At least we’ll all be equally miserable under Labour


Without the reliable flexible worker (gas), the factory owner is unable to respond to either volatility of demand or supply (of unreliable workers). It ends up needing either to over-invest in the expensive inflexible workers (nuclear) or in general employ far more workers overall than needed, with no guarantee of being consistently adequately resourced.

The cost of this duplication of resource in building a “renewable grid” is passed on to British consumers through higher electricity bills.

To mitigate the loss of flexible gas, we will likely see the Government continuing to pretend that burning wood (biomass), despite its higher CO2 content and deforestation consequences, qualifies as “renewable”.  

At higher market shares of wind power, with more electricity needing to be stored for longer on nosebleed, expensive, industrial scale batteries, unable to store power for longer than a few hours, it is easy to see how building an electricity grid powered solely by renewables would end up costing the UK more than 100pc of GDP, rendering it insolvent.

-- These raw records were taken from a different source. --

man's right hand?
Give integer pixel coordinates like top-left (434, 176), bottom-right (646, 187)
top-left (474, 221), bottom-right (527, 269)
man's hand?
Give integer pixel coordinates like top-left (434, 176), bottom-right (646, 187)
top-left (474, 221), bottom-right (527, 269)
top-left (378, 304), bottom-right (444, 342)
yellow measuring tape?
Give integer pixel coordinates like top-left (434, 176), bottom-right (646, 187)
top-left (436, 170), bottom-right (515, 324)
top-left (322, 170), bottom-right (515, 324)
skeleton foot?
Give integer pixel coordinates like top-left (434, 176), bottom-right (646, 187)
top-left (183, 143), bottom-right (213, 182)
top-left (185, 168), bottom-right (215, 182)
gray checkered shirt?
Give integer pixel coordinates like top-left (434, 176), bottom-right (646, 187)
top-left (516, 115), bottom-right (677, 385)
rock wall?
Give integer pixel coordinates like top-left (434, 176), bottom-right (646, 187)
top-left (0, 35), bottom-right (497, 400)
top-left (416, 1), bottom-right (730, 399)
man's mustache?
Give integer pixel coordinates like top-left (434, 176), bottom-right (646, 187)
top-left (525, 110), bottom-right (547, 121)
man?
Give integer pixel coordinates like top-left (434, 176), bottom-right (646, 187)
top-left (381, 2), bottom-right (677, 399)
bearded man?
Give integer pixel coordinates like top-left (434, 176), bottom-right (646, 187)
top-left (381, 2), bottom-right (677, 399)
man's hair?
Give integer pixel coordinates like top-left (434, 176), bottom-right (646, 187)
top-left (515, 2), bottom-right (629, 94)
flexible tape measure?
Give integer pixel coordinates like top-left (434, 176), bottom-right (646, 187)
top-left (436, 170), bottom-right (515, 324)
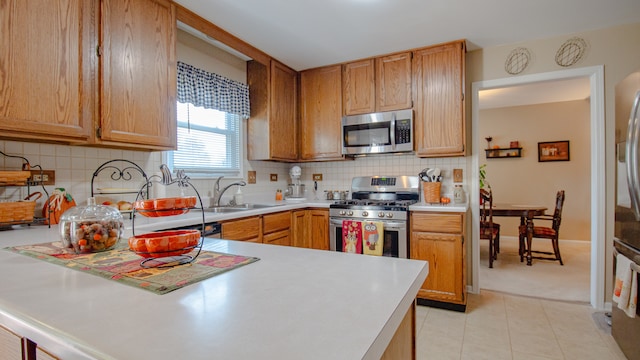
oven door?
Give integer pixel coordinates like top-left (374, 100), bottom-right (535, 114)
top-left (329, 218), bottom-right (408, 259)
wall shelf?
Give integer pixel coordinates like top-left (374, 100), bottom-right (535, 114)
top-left (485, 147), bottom-right (522, 159)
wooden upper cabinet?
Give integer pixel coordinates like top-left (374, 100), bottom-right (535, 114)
top-left (0, 0), bottom-right (95, 143)
top-left (97, 0), bottom-right (177, 149)
top-left (342, 59), bottom-right (376, 115)
top-left (342, 52), bottom-right (412, 115)
top-left (376, 52), bottom-right (412, 111)
top-left (247, 60), bottom-right (298, 161)
top-left (413, 41), bottom-right (466, 157)
top-left (300, 65), bottom-right (344, 160)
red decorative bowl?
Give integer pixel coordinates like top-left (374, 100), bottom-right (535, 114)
top-left (129, 230), bottom-right (200, 258)
top-left (133, 196), bottom-right (198, 217)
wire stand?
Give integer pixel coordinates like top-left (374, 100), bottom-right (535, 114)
top-left (131, 164), bottom-right (205, 269)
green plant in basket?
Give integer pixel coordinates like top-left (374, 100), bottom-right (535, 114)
top-left (478, 164), bottom-right (489, 189)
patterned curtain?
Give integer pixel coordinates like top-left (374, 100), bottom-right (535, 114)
top-left (178, 61), bottom-right (250, 119)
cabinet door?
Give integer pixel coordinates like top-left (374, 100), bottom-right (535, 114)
top-left (411, 231), bottom-right (464, 303)
top-left (413, 41), bottom-right (466, 157)
top-left (262, 211), bottom-right (291, 234)
top-left (0, 326), bottom-right (22, 360)
top-left (222, 216), bottom-right (262, 242)
top-left (99, 0), bottom-right (177, 150)
top-left (342, 59), bottom-right (376, 115)
top-left (0, 0), bottom-right (95, 142)
top-left (307, 209), bottom-right (329, 250)
top-left (300, 65), bottom-right (343, 160)
top-left (269, 60), bottom-right (298, 161)
top-left (247, 60), bottom-right (299, 161)
top-left (376, 52), bottom-right (412, 111)
top-left (262, 229), bottom-right (291, 246)
top-left (291, 210), bottom-right (311, 248)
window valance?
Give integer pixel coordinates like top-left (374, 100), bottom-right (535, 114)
top-left (177, 61), bottom-right (250, 118)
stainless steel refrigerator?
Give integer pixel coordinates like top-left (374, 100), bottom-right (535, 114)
top-left (611, 72), bottom-right (640, 359)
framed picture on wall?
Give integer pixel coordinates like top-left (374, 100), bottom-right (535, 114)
top-left (538, 140), bottom-right (569, 162)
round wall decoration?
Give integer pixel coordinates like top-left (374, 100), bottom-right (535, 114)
top-left (556, 37), bottom-right (587, 67)
top-left (504, 48), bottom-right (531, 75)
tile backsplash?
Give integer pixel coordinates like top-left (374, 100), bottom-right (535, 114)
top-left (0, 141), bottom-right (470, 209)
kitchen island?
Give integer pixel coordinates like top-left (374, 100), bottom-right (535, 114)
top-left (0, 226), bottom-right (428, 359)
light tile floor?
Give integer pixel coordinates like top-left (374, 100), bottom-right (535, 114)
top-left (416, 290), bottom-right (626, 360)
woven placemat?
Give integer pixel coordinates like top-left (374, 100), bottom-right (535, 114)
top-left (5, 241), bottom-right (260, 295)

A renewable grid will produce abundant electricity for a few days annually and prohibitively expensive, unreliable power the rest of the time, requiring a blank cheque of consumer subsidy, resulting in demand destruction, supply rationing and deindustrialisation.

Reeves to ‘manage’ the economy

To her credit, shadow chancellor Rachel Reeves at least has some real-world business experience, having spent six years on the Bank of England graduate programme, followed by two years at Halifax Bank of Scotland, before it was rescued from insolvency in 2008 by Lloyds.

Alarm bells rang, however, earlier this year when she claimed that this combined eight years of experience as a twenty-something before entering politics means she “know[s] what it takes to run a successful economy”.